Dr. Chris Hanretty analyses the current bookmakers predictions for the general election 2015. The odds from Ladbrokes imply Labour will fall short of a majority, he argues.
At the time of writing, bookmakers Ladbrokes offer odds on the winning parties in 449 of the 632 mainland Britain constituencies. Betting odds offer useful information about the probability of events happening. A bookmaker that offers a return of 100-to-one on an event that has a one-in-ten chance of happening rather than a one-in-a-hundred chance of happening is unlikely to stay in business long.
In markets with multiple outcomes, fractional odds can be converted to implied probabilities quite easily. Specifically, we can turn fractional odds into decimal odds — so that odds of 11/4 become 3.75 (1 + 11/4) — and turn these decimal odds into implied probabilities by dividing one by the odds, so that 3.75 become 26.67% (1 / 3.75). Because bookmakers quote odds to make a profit, the sum of implied probabilities will probably exceed 100% — and so we have to divide these implied probabilities by their sum.
The constituencies for which we have odds for are not a random sample of constituencies. Rather, they’re constituencies which are more `interesting’ — in the sense of having smaller majorities. We can see that in the following box-plot, which plots the 2010 majority of constituencies with and without quoted odds.
Nevertheless, we can use information from the constituencies for which we do have information to generate implied probabilities for the remaining constituencies. The plot below is a scatter-plot of the 2010 vote share of each party against their implied probability of winning, according to the odds. Overlaid is a curve from a regression model, which shows where the implied probability `ought’ to lie, given what we know about 2010. (Technical note: it’s a beta regression with a polynomial of order three and party dummies; the curve is a fitted curve for Labour. If we feed that regression model the 2010 vote shares for the remaining constituencies, we can get new implied probabilities out.)

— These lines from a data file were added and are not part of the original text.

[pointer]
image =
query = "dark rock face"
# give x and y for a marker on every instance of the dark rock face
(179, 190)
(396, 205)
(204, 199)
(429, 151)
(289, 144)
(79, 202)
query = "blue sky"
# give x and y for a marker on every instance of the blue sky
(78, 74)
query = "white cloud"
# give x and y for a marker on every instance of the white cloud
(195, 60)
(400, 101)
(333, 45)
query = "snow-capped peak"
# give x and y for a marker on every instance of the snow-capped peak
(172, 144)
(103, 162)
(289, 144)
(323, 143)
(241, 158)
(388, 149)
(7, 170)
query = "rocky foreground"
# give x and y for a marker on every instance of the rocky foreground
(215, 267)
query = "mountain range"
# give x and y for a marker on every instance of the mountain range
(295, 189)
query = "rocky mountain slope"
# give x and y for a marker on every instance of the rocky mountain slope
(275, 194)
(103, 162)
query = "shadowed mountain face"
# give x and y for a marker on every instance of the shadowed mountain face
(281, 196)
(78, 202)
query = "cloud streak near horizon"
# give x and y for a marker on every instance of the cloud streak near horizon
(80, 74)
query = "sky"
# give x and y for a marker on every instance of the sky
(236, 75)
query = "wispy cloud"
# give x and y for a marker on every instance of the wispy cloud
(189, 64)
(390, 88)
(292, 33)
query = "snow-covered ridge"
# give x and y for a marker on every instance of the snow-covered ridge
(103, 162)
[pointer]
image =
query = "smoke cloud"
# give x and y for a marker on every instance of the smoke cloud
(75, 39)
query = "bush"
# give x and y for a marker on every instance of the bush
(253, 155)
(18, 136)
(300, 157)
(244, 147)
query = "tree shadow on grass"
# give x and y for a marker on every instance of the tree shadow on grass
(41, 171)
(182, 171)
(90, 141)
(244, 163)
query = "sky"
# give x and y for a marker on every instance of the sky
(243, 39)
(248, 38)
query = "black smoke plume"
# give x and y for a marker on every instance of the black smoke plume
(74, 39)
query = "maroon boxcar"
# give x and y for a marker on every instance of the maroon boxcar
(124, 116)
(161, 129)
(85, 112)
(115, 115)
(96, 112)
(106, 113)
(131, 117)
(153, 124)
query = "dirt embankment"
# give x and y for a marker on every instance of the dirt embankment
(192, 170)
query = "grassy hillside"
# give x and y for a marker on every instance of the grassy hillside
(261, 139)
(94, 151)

What happens when we add these probabilities together to get an overall prediction of the distribution of seats? We see something like the table below.
Party | Seats |
---|---|
Conservatives | 260.21 |
Labour | 286.80 |
Liberal Democrats | 42.96 |
SNP | 12.12 |
Plaid Cymru | 3.18 |
Greens | 1.78 |
UKIP | 22.68 |
Other | 2.28 |
Thus, when we aggregate constituency betting markets, we get what look like remarkable over-estimates of the number of seats likely to be won by UKIP and the Liberal Democrats. This is likely due to the tendency for bookmakers to offer odds such that
“probabilities implied in the odds are too low for favourites, and too high for longshots, in relation to the frequency of winning outcomes”

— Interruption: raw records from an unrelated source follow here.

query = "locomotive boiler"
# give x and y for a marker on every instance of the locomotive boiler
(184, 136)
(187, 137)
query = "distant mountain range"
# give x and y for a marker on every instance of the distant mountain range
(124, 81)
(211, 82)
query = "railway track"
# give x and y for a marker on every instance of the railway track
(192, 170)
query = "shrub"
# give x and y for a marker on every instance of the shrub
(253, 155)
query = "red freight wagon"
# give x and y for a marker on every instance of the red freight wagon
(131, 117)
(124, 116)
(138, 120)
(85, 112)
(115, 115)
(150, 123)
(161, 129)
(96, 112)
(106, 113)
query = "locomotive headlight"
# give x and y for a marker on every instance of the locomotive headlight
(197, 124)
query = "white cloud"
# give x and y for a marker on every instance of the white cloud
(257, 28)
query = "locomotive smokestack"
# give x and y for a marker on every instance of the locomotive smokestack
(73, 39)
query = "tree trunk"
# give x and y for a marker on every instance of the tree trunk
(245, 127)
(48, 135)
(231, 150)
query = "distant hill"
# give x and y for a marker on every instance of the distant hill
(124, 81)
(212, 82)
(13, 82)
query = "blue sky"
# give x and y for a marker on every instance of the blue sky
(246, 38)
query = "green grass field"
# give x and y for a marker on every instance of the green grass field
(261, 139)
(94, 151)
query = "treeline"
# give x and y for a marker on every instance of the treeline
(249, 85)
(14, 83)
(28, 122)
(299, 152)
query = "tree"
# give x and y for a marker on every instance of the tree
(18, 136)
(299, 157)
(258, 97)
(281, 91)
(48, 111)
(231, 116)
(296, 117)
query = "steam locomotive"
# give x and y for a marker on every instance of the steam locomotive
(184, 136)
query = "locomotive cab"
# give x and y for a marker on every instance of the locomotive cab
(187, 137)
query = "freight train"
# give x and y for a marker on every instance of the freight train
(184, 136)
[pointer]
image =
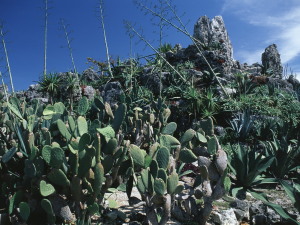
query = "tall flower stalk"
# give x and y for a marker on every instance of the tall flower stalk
(45, 38)
(64, 27)
(104, 36)
(6, 57)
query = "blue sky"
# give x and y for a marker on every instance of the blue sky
(252, 26)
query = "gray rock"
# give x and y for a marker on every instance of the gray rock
(219, 131)
(292, 80)
(153, 82)
(271, 61)
(33, 92)
(225, 217)
(241, 209)
(215, 42)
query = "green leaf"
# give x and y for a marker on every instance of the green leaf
(187, 136)
(159, 186)
(9, 154)
(108, 132)
(172, 183)
(169, 128)
(201, 137)
(168, 141)
(163, 157)
(82, 125)
(277, 208)
(46, 189)
(137, 155)
(15, 110)
(187, 156)
(24, 210)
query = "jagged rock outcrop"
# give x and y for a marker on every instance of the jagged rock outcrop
(271, 61)
(215, 43)
(33, 92)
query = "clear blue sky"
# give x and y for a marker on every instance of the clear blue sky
(252, 25)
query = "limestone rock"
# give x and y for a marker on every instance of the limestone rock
(215, 43)
(271, 61)
(33, 93)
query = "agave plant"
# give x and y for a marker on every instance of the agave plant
(285, 156)
(247, 166)
(242, 125)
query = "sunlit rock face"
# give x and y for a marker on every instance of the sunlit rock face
(271, 61)
(215, 43)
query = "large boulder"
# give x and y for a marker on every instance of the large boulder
(33, 92)
(271, 61)
(214, 43)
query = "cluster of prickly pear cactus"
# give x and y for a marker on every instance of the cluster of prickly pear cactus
(63, 155)
(66, 163)
(155, 166)
(202, 148)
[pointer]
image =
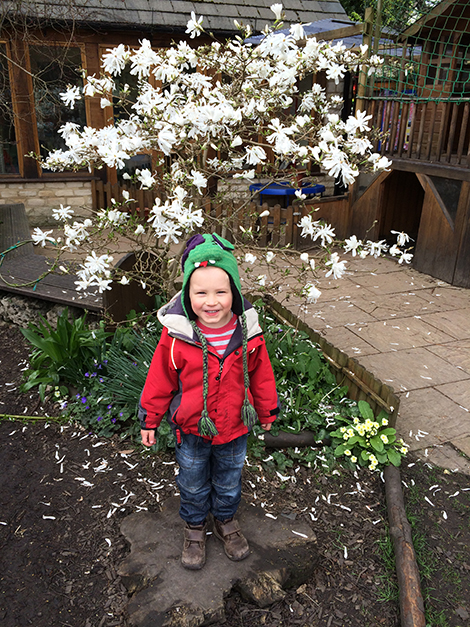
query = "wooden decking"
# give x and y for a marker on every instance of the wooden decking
(20, 276)
(21, 268)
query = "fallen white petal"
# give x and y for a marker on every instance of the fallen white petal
(297, 533)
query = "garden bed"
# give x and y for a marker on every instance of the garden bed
(61, 551)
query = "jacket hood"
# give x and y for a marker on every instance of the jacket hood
(173, 317)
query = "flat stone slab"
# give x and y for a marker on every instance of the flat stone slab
(412, 369)
(459, 392)
(456, 353)
(445, 456)
(394, 283)
(283, 554)
(431, 418)
(455, 323)
(401, 334)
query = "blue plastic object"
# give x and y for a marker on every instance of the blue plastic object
(284, 189)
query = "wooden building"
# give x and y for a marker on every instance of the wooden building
(42, 43)
(421, 99)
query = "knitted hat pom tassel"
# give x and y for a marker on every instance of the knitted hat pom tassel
(249, 415)
(205, 425)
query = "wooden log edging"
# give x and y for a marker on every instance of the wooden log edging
(380, 396)
(362, 384)
(410, 596)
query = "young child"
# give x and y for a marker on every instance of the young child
(209, 369)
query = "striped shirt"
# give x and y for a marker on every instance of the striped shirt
(219, 338)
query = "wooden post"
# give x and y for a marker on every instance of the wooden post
(362, 79)
(23, 108)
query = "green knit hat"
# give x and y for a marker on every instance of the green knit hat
(210, 250)
(207, 251)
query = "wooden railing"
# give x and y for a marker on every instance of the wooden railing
(423, 130)
(279, 228)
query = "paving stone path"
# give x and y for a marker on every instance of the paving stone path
(412, 332)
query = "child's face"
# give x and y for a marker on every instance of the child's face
(211, 296)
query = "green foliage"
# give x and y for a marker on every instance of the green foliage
(368, 442)
(110, 374)
(61, 355)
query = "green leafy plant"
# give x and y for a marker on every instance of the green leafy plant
(61, 356)
(368, 441)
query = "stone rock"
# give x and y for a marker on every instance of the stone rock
(21, 310)
(164, 594)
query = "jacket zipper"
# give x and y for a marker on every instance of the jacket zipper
(221, 366)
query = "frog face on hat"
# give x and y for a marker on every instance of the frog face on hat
(210, 251)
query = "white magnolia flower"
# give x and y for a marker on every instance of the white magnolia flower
(246, 174)
(70, 96)
(194, 26)
(198, 180)
(377, 248)
(402, 238)
(312, 293)
(145, 178)
(337, 267)
(297, 31)
(115, 59)
(405, 257)
(255, 155)
(352, 244)
(41, 237)
(277, 10)
(63, 213)
(326, 233)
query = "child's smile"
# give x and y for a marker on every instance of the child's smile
(211, 296)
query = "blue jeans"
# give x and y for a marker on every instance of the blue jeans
(210, 477)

In other words, bookmakers repeatedly offer 1-in-100 odds for parties like UKIP without realizing that they’re implying that UKIP should win six-and-a-half seats even if they’re at 1/100 everywhere. What’s strange is that Ladbrokes is also offering odds for Liberal Democrat and UKIP seat tallies that seem inconsistent with these constituency-by-constituency estimates. There’s an arbitrage opportunity for someone here…

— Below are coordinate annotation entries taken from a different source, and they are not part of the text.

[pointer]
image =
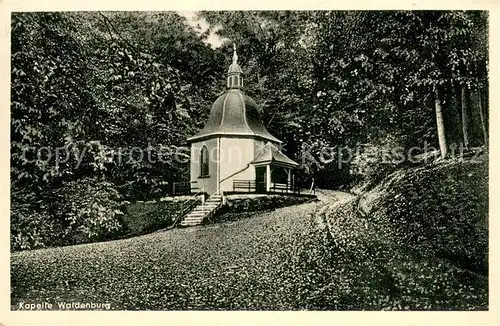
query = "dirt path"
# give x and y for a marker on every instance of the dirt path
(275, 260)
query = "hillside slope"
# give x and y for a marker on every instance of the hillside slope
(418, 240)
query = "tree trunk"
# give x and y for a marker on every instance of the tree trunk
(465, 123)
(481, 115)
(440, 125)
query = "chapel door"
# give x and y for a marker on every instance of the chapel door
(260, 179)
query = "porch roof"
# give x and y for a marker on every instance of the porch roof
(270, 154)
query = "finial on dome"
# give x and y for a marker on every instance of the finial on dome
(235, 56)
(234, 79)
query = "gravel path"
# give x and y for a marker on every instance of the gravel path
(275, 261)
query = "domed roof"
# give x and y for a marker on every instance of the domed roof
(234, 114)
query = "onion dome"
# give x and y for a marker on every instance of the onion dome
(234, 113)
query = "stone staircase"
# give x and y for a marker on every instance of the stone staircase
(202, 211)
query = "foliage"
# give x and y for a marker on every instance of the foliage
(374, 161)
(94, 87)
(145, 217)
(422, 246)
(90, 210)
(89, 93)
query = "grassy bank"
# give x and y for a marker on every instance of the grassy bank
(418, 240)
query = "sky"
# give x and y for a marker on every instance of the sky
(192, 18)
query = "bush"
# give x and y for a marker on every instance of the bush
(32, 227)
(145, 217)
(376, 160)
(90, 210)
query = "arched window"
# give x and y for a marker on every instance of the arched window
(204, 162)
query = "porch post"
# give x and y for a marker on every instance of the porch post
(268, 177)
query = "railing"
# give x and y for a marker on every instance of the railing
(248, 185)
(253, 186)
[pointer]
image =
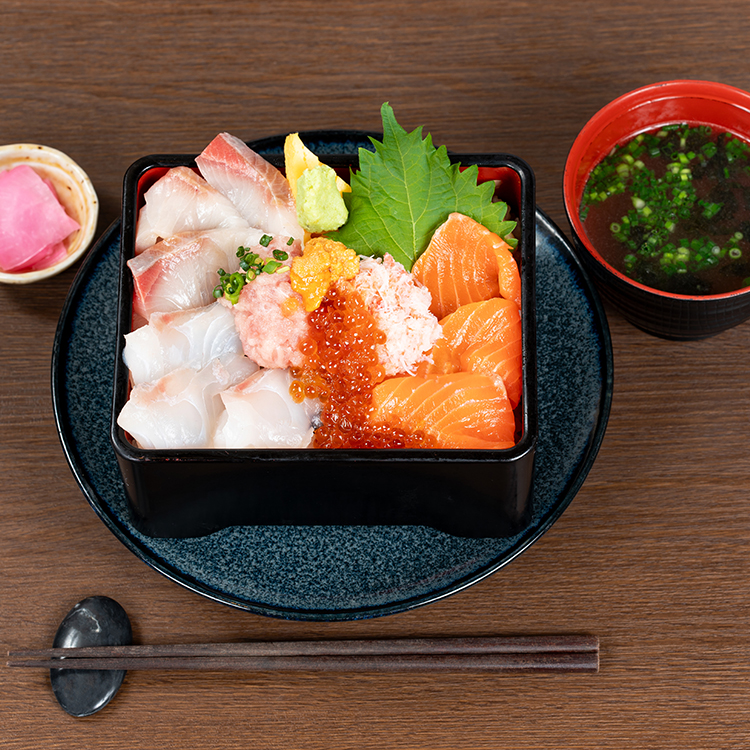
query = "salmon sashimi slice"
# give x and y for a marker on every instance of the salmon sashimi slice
(464, 263)
(460, 410)
(259, 191)
(485, 338)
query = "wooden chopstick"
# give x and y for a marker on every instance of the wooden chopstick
(511, 653)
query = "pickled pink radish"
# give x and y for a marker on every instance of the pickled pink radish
(33, 223)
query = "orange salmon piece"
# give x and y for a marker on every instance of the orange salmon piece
(464, 263)
(482, 337)
(460, 410)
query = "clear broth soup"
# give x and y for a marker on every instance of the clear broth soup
(670, 209)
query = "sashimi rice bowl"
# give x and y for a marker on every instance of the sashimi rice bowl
(327, 339)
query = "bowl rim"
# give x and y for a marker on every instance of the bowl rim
(654, 92)
(54, 157)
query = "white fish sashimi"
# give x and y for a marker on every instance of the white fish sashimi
(182, 409)
(182, 201)
(260, 413)
(259, 191)
(189, 338)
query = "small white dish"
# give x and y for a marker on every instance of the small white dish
(75, 192)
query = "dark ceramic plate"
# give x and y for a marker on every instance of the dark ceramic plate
(336, 572)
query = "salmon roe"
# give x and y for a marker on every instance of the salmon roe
(341, 368)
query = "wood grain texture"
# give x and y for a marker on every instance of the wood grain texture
(652, 555)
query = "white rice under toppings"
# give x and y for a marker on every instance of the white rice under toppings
(401, 308)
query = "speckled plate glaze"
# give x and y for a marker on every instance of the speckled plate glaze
(335, 572)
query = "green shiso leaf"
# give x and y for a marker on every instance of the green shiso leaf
(406, 189)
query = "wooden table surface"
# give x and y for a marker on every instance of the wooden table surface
(652, 555)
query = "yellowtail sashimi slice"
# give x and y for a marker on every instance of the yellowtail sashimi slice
(259, 191)
(181, 272)
(182, 201)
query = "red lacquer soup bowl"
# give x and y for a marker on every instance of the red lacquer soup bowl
(661, 313)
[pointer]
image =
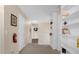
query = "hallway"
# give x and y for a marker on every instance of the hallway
(38, 49)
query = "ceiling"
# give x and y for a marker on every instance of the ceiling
(39, 12)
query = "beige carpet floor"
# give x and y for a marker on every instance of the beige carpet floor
(38, 49)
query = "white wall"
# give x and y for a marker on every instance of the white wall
(43, 33)
(21, 32)
(55, 39)
(1, 29)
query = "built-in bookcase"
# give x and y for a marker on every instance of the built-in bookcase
(70, 14)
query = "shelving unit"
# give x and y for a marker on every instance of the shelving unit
(69, 41)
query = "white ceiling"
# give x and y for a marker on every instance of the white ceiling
(39, 12)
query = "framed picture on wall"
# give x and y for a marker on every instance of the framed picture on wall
(13, 20)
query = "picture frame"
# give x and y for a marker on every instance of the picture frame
(13, 20)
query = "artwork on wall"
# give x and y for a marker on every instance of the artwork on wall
(13, 20)
(51, 22)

We can attempt to correct for this favourite/longshot bias by using information about odds and outcomes in the previous general election. Cunningham, Sudulich and Wall have analysed the effectiveness of betting markets as predictors of seat level outcomes in the 2010 general election. Although they use Betfair data rather than odds from a bookmakers (as we do here), very often the odds from betting exchanges and bookmakers are very similar (partly to prevent obvious arbitrage opportunities emerging). By taking their data on final implied probabilities, and running another regression model which tries to transform the implied probabilities to best match who actually won the seat (technical translation: by running logistic regression using the logit transformed implied probabilities as a predictor), we can “correct” the bookmakers’ implied probabilities using the parameters estimated on 2010 data.
The table below shows the results when we correct probabilities in this way, and aggregate over all seats.
Party | Seats |
---|---|
Conservatives | 272.99 |
Labour | 310.43 |
Liberal Democrats | 36.39 |
SNP | 9.33 |
Plaid Cymru | 2.78 |
Greens | 0.77 |
UKIP | 5.75 |
Other | 0.77 |
The negative effect on the forecast seat shares for UKIP is dramatic — almost as dramatic as the positive effects on the forecast seat shares for the two largest parties. UKIP’s forecast seat share is still north of what is implied by the separate markets on UKIP seats, which implies that Ladbrokes’ odds aren’t entirely consistent even after correction — but the shape of this forecast is very different to that implied by the previous table.
Dr. Chris Hanretty is a Lecturer in Politics at the University of East Anglia.
Very interesting. Speaking as Ladbrokes Head of Politics, I think you have done a good job of teasing out the problems with just aggregating the implied probabilities. We do something very similar here to try to produce a “correct” forecast which should tally up with all of our other prices (total seats, majority betting). It doesn’t quite – partly because we are very cautious with our UKIP odds.
@Matthew: thanks for the comment. I think it’s probably important for me to realize that you face a different loss function. I can get my head around calibrating probabilities to maximize the percentage correctly predicted; I wouldn’t know how to do that whilst still pulling the punters in and minimizing worst-case losses…
Yes, there are some good reasons why our odds don’t exactly correspond to our expectations, or just reflect the balance of money being bet. There’s a blogpost from before the 2010 election which covers some of this:
http://www1.politicalbetting.com/index.php/archives/2010/02/25/the-ladbrokes-election-forecast/
As it happens, we now have all of the GB seats priced up although, as you correctly pointed out, there probably isn’t much new information contained in the constituencies originally left out of the analysis. I doubt it would make more than a seat or two’s difference to your “corrected” estimate.
Did you manage to find an efficient way of extracting all of the prices from our site, or was it a manual job? We might be able to provide you with the data in an updating feed you could use, if you were interested.